Genzebe Dibaba reina em Birmingham’2018

Triunfo imperial de Genzebe Dibaba (Getty Images for IAAF)

As três provas de hoje foram tão rápidas que nem deu para aquecer o pavilhão de Birmingham’2018. Apenas houve alguma emoção na única corrida do dia, os 3000 metros femininos, onde a favorita, Genzebe Dibaba, conseguiu revalidar o título mundial.

O primeiro quilómetro foi muito lento (3.14), e a etíope deixou-se ficar no fim do pelotão. Quando a alemã Konstanze Klosterhalfen (7ª no final) veio para a frente impor ritmo mais forte, Dibaba veio para a frente, para não se deixar surpreender e o segundo quilómetro já foi corrido abaixo de 3 minutos (2.52), e atacou com um último quilómetro em 2.37, para cortar a meta em 8.45,05 minutos, e ver chegar perto a holandesa Sifan Hassan, a “aparecer” (talvez um pouco tarde, face ao que se viu) nas últimas voltas para ser vice-campeã, com a sua melhor marca da época (8.45,68), não deixando a escocesa Laura Muir (8.45,78) ir além do bronze para a Grã-Bretanha. Outra favorita, a queniana Helen Obiri (campeã mundial ao ar livre), foi apenas quarta (8.49,66).

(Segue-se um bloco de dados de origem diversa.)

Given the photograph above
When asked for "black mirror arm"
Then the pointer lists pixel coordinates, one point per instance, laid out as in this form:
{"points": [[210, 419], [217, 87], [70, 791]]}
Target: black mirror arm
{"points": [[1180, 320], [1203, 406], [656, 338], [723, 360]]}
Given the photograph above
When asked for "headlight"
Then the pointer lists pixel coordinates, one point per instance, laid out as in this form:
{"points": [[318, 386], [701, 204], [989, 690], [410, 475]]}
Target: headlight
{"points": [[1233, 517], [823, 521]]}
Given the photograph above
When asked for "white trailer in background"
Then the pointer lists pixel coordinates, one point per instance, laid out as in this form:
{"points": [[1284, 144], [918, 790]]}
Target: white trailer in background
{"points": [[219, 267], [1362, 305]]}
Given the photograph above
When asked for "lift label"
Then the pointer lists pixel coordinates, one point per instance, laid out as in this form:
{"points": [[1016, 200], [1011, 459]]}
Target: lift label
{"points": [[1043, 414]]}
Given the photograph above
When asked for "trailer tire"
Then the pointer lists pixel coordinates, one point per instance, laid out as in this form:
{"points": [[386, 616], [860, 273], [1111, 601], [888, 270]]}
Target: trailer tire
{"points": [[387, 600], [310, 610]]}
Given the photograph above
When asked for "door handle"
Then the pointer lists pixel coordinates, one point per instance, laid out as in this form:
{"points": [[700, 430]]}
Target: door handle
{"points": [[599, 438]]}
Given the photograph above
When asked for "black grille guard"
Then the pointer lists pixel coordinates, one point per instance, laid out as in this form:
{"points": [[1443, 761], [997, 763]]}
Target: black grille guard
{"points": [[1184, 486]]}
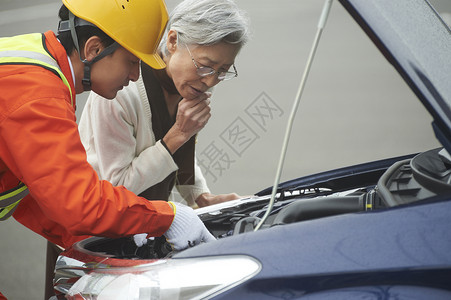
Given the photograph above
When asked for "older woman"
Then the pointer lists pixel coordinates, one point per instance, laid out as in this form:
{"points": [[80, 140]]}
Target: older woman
{"points": [[154, 121]]}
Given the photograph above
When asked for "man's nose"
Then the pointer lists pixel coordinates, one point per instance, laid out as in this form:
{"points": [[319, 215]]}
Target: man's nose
{"points": [[134, 72], [211, 80]]}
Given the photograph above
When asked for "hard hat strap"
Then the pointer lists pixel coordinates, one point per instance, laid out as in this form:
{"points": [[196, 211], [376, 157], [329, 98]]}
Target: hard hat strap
{"points": [[87, 68], [69, 25]]}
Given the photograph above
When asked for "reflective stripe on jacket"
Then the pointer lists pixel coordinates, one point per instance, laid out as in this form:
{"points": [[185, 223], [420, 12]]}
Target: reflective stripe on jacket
{"points": [[40, 146], [26, 49]]}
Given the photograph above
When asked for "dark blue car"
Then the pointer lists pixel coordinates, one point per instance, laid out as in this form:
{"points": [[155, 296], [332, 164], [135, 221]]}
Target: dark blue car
{"points": [[379, 230]]}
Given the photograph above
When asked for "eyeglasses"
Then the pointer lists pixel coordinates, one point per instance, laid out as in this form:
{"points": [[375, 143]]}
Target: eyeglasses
{"points": [[207, 71]]}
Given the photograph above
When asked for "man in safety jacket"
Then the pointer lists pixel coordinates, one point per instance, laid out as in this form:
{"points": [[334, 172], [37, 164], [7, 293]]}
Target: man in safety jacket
{"points": [[40, 149]]}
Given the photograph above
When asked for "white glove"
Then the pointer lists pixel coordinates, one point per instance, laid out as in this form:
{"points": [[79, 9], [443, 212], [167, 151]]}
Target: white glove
{"points": [[187, 229]]}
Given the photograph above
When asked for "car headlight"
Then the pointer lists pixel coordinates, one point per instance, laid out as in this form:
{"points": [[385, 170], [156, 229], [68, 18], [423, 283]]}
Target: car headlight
{"points": [[190, 278]]}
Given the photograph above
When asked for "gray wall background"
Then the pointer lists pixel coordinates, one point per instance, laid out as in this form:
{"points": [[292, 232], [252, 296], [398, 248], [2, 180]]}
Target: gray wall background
{"points": [[355, 108]]}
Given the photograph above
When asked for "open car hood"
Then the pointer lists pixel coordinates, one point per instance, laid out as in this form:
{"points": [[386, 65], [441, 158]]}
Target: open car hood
{"points": [[417, 42]]}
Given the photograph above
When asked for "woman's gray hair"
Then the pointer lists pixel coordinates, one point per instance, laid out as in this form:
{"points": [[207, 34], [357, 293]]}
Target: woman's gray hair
{"points": [[207, 22]]}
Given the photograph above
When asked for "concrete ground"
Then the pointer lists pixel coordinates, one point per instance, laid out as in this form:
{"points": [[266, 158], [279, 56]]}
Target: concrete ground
{"points": [[355, 108]]}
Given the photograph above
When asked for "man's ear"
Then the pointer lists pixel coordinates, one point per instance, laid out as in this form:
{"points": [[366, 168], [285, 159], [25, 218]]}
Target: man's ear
{"points": [[171, 42], [92, 48]]}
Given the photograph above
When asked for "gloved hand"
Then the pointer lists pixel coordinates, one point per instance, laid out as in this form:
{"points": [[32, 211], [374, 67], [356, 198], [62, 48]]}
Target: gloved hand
{"points": [[187, 229], [140, 239]]}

Poderosos russos (sem bandeira) na altura

Esteve pouco público no pavilhão de Birmingham’2018 e quase nem chegou a aquecer no salto em altura, “despachado” em cerca de uma hora. Dois colchões no centro da pista, masculinos e femininos ao mesmo tempo.

Danil Lysenko, campeão surpreende Barshim (Photo by Stephen Pond/Getty Images for IAAF)

Em masculinos, o russo Danyl Lisenko (que era o segundo melhor do ano com 2,37), passou 2,36 à terceira tentativa depois de ter visto o qatari Mutaz Essa Barshim falhar essa altura (ficou pelos 2,33) e sagrou-se campeão mundial pela primeira vez. E não quis saltar mais! O bronze foi para o alemão Mateusz Przybylko (2,29).

Mariya Lasitskene, numa imagem de cima (Photo by Michael Steele/Getty Images for IAAF)

Já em femininos, Mariya Lasitskene consumou a sua 38ª vitória consecutiva (poderia ser mais se não a tivessem impedido de competir nos Jogos do Rio 2016. Quando toda a gente ficou de fora, passou 2,01 m, ainda tentou os 2,07, mas ainda não foi desta. Depois três atletas ficaram com 1,93 m: a norte-americana Vashti Cunningham, a italiana Alessia Trost, no seu melhor salto da época, e a britânica Morgan Lake, que ficou fora das medalhas por mais derrubes nas tentativas anteriores.

Amanhã há mais.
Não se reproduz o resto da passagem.